In UK, the Environment Agency issue Regulatory Position Statements (RPS) which must be adhered to when dealing with decommissioned pipes and old pipework (RPS 8). Decommissioned pipes are considered environmental waste if left in the ground unless certain procedures are followed:
Your activity meets the description set out in this RPS
You comply with the conditions set out in this RPS
Your activity does not (and is not likely to) cause environmental pollution or harm human health.
This environmental waste also has a scrap value if recovered for recycling which reduces costs.
Why this is important?
Decommissioned pipes are a potential source of contamination to the surrounding ground, and in the long term to the water table, as well as contributing to environmental pollution. This could be in the form of metal pipe corrosion or lead contamination from the lead pipe.
If RPS guidelines are not followed, the Environment Agency has the authority to take action against a company responsible for the pipework and the company responsible for its safe decommissioning.
If left unchecked?
The environmental pollution aspect is significant and leaving them in the ground also undoes the good work of taking faulty, under-performing or dangerous pipes out of commission.

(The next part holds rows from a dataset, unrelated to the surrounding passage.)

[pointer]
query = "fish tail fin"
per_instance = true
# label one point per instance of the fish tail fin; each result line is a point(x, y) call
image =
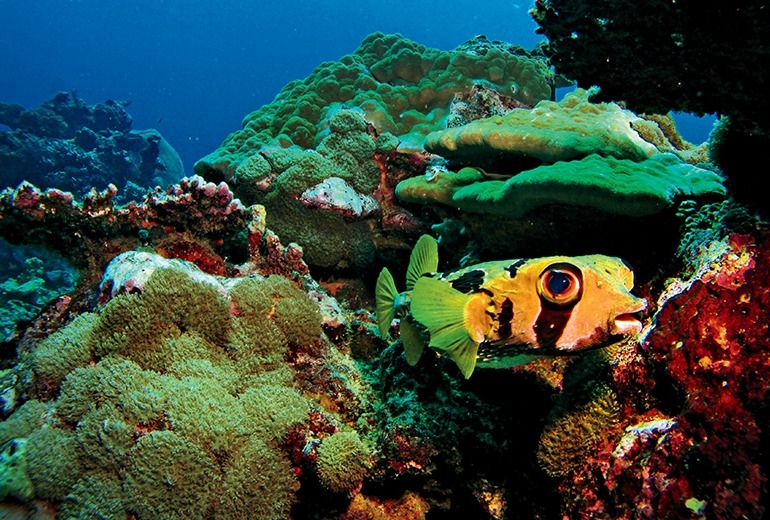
point(424, 259)
point(441, 309)
point(385, 297)
point(413, 342)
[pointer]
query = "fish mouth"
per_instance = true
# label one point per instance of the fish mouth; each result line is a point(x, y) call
point(629, 322)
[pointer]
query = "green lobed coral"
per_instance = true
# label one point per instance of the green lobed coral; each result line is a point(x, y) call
point(258, 484)
point(343, 461)
point(168, 476)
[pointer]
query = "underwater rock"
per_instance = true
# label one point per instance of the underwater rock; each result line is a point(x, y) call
point(362, 119)
point(337, 195)
point(66, 144)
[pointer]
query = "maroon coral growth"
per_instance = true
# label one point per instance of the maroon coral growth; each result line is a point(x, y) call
point(195, 204)
point(712, 342)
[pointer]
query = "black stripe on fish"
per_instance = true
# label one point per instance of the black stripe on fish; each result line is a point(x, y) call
point(550, 325)
point(504, 318)
point(514, 267)
point(490, 351)
point(469, 282)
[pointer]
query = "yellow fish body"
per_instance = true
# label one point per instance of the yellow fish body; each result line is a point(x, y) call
point(506, 313)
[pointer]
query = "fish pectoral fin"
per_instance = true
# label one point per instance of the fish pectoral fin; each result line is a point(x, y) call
point(464, 357)
point(385, 298)
point(413, 342)
point(423, 260)
point(442, 310)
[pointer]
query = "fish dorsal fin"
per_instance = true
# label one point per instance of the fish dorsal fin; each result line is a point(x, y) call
point(385, 297)
point(423, 260)
point(442, 310)
point(413, 342)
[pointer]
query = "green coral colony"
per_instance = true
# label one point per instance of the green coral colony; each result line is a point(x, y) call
point(184, 394)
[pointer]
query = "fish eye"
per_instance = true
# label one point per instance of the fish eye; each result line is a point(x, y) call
point(560, 284)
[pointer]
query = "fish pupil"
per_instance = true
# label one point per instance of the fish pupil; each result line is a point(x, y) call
point(559, 282)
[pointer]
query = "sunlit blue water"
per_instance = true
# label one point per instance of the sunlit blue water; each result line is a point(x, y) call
point(193, 69)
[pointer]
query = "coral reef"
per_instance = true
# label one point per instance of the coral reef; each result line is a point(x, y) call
point(324, 156)
point(32, 277)
point(403, 88)
point(617, 186)
point(673, 61)
point(200, 367)
point(70, 145)
point(561, 173)
point(154, 395)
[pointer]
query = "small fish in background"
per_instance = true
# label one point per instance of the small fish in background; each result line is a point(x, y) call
point(505, 313)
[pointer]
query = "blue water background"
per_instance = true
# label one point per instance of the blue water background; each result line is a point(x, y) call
point(193, 69)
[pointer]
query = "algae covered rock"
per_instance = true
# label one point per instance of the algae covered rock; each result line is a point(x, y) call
point(402, 87)
point(551, 131)
point(618, 186)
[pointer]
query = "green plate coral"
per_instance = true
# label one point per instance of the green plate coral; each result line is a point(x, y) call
point(618, 186)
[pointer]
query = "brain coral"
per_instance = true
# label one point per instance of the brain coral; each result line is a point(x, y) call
point(402, 87)
point(343, 461)
point(619, 186)
point(152, 409)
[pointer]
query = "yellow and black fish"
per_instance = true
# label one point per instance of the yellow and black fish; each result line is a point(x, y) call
point(506, 313)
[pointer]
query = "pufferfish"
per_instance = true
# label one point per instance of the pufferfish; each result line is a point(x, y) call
point(506, 313)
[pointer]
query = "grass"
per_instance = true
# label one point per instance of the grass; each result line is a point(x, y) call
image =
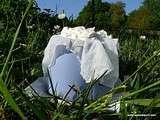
point(141, 62)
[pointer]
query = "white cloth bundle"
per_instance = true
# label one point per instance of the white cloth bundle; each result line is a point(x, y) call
point(96, 52)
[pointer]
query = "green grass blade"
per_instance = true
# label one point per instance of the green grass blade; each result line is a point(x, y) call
point(3, 88)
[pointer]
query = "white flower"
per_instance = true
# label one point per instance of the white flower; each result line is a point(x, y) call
point(156, 53)
point(61, 15)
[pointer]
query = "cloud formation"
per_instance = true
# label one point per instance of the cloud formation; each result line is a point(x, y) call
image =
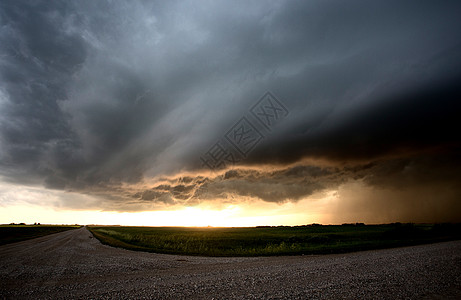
point(101, 97)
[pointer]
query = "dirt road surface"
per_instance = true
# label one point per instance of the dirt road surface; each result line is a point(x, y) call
point(74, 265)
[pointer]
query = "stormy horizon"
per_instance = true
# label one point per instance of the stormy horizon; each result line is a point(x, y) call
point(230, 113)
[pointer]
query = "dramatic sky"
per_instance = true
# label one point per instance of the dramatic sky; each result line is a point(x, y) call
point(232, 113)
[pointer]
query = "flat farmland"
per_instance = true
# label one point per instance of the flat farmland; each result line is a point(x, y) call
point(75, 265)
point(281, 240)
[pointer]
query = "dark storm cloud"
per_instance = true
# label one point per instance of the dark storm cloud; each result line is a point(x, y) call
point(95, 96)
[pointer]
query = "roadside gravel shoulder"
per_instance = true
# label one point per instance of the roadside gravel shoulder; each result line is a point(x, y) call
point(73, 264)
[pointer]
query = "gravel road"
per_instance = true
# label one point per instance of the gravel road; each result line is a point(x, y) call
point(73, 264)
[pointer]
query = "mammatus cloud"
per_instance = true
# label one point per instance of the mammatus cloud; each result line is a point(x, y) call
point(120, 100)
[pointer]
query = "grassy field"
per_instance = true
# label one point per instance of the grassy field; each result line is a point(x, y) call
point(17, 233)
point(261, 241)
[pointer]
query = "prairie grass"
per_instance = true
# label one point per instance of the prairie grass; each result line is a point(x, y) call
point(283, 240)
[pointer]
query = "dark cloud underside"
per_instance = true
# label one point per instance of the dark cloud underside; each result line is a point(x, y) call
point(96, 97)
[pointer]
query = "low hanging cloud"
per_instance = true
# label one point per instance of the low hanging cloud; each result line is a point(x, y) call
point(119, 100)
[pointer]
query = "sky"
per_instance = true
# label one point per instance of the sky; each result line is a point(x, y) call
point(230, 113)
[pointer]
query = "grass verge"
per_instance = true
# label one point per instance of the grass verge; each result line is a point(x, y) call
point(282, 240)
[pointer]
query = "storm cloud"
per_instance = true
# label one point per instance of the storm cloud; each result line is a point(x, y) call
point(120, 100)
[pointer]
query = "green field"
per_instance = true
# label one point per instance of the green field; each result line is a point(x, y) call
point(17, 233)
point(283, 240)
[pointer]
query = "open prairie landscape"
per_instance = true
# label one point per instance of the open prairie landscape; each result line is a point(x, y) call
point(279, 240)
point(73, 264)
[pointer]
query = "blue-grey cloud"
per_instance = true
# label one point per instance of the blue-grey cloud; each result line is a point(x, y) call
point(98, 95)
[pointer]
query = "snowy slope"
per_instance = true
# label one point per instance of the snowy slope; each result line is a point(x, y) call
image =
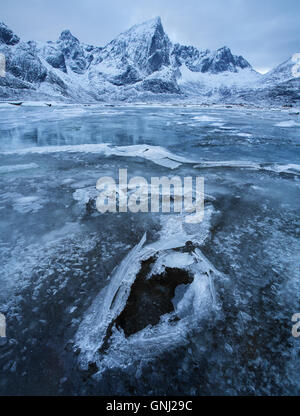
point(140, 64)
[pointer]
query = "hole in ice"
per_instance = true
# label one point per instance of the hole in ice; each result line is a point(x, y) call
point(149, 299)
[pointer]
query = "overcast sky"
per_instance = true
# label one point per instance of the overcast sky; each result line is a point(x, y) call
point(265, 32)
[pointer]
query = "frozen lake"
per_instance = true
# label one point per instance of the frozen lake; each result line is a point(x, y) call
point(237, 274)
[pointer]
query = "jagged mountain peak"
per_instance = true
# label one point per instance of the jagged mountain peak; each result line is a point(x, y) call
point(66, 35)
point(145, 47)
point(7, 36)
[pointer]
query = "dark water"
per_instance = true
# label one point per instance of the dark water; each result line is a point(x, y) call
point(56, 255)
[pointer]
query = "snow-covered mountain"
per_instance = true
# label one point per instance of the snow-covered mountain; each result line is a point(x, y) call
point(140, 64)
point(284, 72)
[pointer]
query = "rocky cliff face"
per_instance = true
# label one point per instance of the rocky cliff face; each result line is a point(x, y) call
point(139, 64)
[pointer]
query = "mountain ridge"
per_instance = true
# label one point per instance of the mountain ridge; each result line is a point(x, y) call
point(140, 64)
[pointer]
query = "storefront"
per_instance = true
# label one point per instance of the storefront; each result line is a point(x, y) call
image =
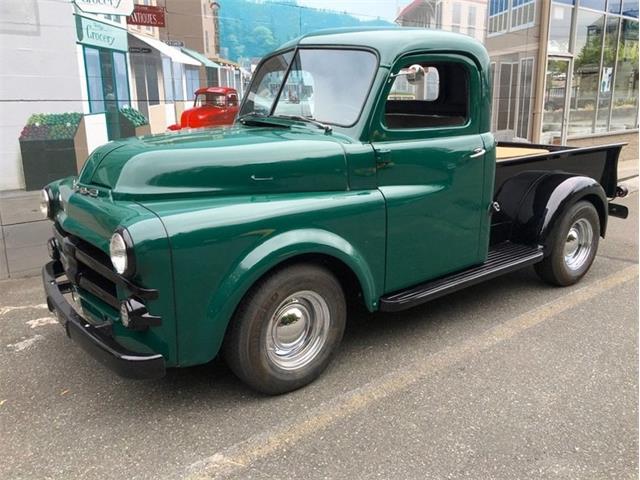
point(591, 84)
point(103, 58)
point(163, 76)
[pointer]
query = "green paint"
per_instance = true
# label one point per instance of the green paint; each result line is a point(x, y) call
point(212, 211)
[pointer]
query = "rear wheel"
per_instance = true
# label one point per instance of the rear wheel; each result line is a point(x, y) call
point(287, 329)
point(573, 243)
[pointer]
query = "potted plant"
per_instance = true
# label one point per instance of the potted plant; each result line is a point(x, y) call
point(47, 144)
point(133, 123)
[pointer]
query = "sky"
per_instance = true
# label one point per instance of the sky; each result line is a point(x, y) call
point(386, 9)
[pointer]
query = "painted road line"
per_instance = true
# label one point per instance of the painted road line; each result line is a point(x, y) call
point(24, 344)
point(5, 310)
point(235, 458)
point(41, 322)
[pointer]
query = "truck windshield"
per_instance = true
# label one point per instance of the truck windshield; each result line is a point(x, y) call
point(327, 85)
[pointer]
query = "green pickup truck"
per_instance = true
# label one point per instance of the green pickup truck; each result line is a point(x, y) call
point(361, 168)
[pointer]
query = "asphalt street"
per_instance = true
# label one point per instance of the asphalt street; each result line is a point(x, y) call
point(509, 379)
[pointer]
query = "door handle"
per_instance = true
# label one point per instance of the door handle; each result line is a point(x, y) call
point(382, 157)
point(477, 152)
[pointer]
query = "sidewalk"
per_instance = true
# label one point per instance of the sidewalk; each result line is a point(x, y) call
point(23, 232)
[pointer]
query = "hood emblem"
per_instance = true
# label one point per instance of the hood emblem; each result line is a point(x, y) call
point(91, 192)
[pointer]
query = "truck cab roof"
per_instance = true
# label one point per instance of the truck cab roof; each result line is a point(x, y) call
point(393, 42)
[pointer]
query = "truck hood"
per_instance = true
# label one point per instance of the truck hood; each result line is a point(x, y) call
point(225, 161)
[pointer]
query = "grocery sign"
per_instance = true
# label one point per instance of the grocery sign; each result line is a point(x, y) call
point(147, 15)
point(108, 7)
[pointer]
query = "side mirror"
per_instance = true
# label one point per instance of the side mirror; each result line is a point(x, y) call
point(415, 73)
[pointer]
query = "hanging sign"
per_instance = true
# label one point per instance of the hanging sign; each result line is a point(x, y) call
point(107, 7)
point(147, 15)
point(98, 34)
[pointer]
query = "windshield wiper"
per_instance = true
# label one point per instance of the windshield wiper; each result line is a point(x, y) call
point(258, 118)
point(312, 121)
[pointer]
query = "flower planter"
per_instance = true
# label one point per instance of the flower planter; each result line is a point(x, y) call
point(48, 148)
point(133, 123)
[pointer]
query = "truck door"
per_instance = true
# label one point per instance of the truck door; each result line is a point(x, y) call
point(431, 169)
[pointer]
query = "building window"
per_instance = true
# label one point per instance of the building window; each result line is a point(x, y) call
point(560, 28)
point(471, 21)
point(522, 13)
point(167, 80)
point(624, 114)
point(630, 8)
point(610, 46)
point(455, 17)
point(498, 15)
point(554, 98)
point(178, 83)
point(193, 80)
point(145, 70)
point(525, 95)
point(507, 96)
point(586, 72)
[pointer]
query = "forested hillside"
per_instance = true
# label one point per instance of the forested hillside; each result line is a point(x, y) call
point(251, 28)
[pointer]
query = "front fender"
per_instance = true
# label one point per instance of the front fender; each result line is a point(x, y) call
point(272, 253)
point(545, 199)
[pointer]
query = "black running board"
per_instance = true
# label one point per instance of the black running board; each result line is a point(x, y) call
point(503, 258)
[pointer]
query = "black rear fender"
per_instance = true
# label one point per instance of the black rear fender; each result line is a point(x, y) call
point(532, 202)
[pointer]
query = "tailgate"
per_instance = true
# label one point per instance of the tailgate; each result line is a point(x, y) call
point(599, 162)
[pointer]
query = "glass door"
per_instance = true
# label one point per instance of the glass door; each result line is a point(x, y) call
point(108, 86)
point(555, 115)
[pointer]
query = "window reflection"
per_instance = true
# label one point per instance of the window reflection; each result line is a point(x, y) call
point(586, 72)
point(625, 99)
point(559, 28)
point(606, 76)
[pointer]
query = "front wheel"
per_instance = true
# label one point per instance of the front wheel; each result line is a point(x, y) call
point(285, 332)
point(573, 243)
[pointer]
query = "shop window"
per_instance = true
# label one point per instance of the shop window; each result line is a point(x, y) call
point(94, 80)
point(522, 13)
point(554, 99)
point(498, 15)
point(178, 83)
point(593, 4)
point(167, 80)
point(145, 71)
point(610, 45)
point(586, 72)
point(193, 80)
point(630, 8)
point(560, 28)
point(212, 77)
point(471, 21)
point(455, 17)
point(624, 114)
point(121, 77)
point(507, 97)
point(524, 101)
point(440, 99)
point(614, 6)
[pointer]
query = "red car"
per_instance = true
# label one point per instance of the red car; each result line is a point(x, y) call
point(213, 106)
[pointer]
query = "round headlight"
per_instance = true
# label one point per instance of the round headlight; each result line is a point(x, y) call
point(120, 252)
point(45, 203)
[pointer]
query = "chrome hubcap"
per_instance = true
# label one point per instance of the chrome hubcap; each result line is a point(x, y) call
point(577, 246)
point(298, 330)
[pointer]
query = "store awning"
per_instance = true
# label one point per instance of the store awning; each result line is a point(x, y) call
point(201, 58)
point(171, 52)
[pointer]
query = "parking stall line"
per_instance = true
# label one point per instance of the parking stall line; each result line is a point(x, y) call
point(242, 455)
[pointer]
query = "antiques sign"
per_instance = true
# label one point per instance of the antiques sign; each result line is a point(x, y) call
point(148, 15)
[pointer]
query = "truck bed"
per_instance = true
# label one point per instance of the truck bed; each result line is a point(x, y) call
point(599, 163)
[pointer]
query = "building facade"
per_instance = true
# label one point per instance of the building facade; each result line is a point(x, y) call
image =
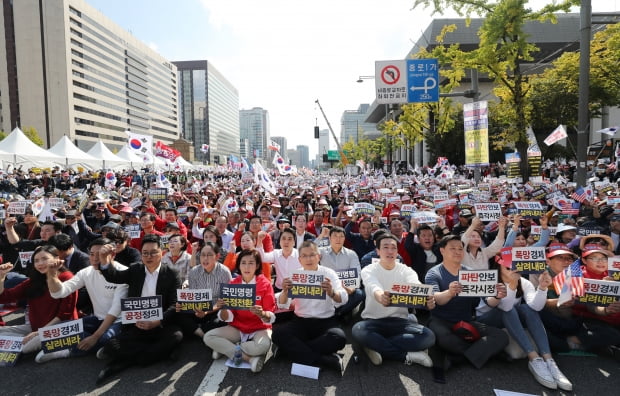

Pipe pulling removes the old pipework from the ground thereby eliminating the potential environmental pollution, as well as enabling the recycling and scrap value recovery of the old pipe.
Decommissioning of old pipes would not then be bound by the RPS8 rules.
In the United States, it is estimated there are around 7 million lead pipes, totalling 65,000 miles of lead. If the average size of lead pipe is ¾” (internal bore), this has a specification of ¾” 11lbs lead pipe.
One foot of lead pipe weighs 11 lbs or 5 kgs and is 15 metres in length, this equates to an astronomical 3.8billion lbs of lead (1.72 million tonnes). The average scrap value of lead is approx. US$ 0.75 per lbs (£1,350 per tonne). Therefore, potential scrap value of lead pipe in US is $2.5 – 3bn.
Do we want to leave this in the ground to pollute the environment when it is worth almost US$3bn in scrap value alone?